Bu davranışla ilgili yaygın olarak kabul gören iki hipotez vardır. Bu hipotezlerden söz etmeden önce karıncaların nasıl iletişim kurduklarına bakalım:

Karıncalar Birbirleriyle Nasıl İletişim Kurar?

Binlerce karınca tek bir organizma gibiymişçesine işlerini mükemmel bir uyum içinde yerine getirebilmek için gelişmiş birkaç farklı iletişim metodu kullanırlar.

Koku: Her karınca kolonisinin, kendine özgü bir kokusu vardır. Bu eşsiz koku, feromonların bir karışımından meydana gelir. Koku, karşılaşan karıncaların birbirinin dostu mu, düşmanı mı olduklarını ayırt etmelerini sağlar.

Dokunma: Karıncaların dokunma duyuları son derece gelişmiştir. Bir karınca yararlı bir yiyecek bulduğunda, yuvasına geri döner ve diğer karıncaların antenlerine dokunarak bu bilgiyi aktarır. Hatta bazen bir miktar yiyeceği yanında getirerek, kardeşlerine yiyeceği tattırdığı da gözlemlenmiştir.

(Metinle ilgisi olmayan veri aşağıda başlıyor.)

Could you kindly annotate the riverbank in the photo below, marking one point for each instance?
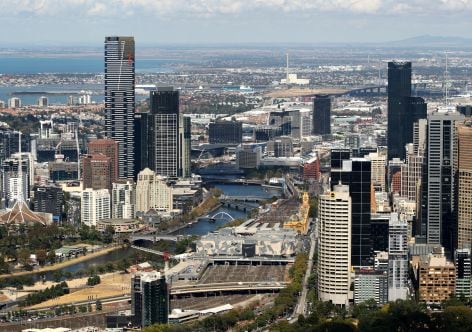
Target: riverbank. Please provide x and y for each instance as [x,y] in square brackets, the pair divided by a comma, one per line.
[61,265]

Beden Dili: Karıncaların özel bir çene refleksi kullanarak, başka karıncalara yedikleri besinle ilgili bilgi verebildikleri bilinmektedir.

Ses: Bacaklarını vücutlarına sürterek insanların duymayacağı rezonansa sahip sesler çıkarırlar. Bu özel sesler, farklı manalara gelir. Örneğin bir karınca bir tünele sıkışacak olursa diğer karıncaları uyarmak için koklama duyusunu kullanamaz yani feromonlar işe yaramaz. Bu durumda tehlike anlamına gelen sesi çıkarırlar.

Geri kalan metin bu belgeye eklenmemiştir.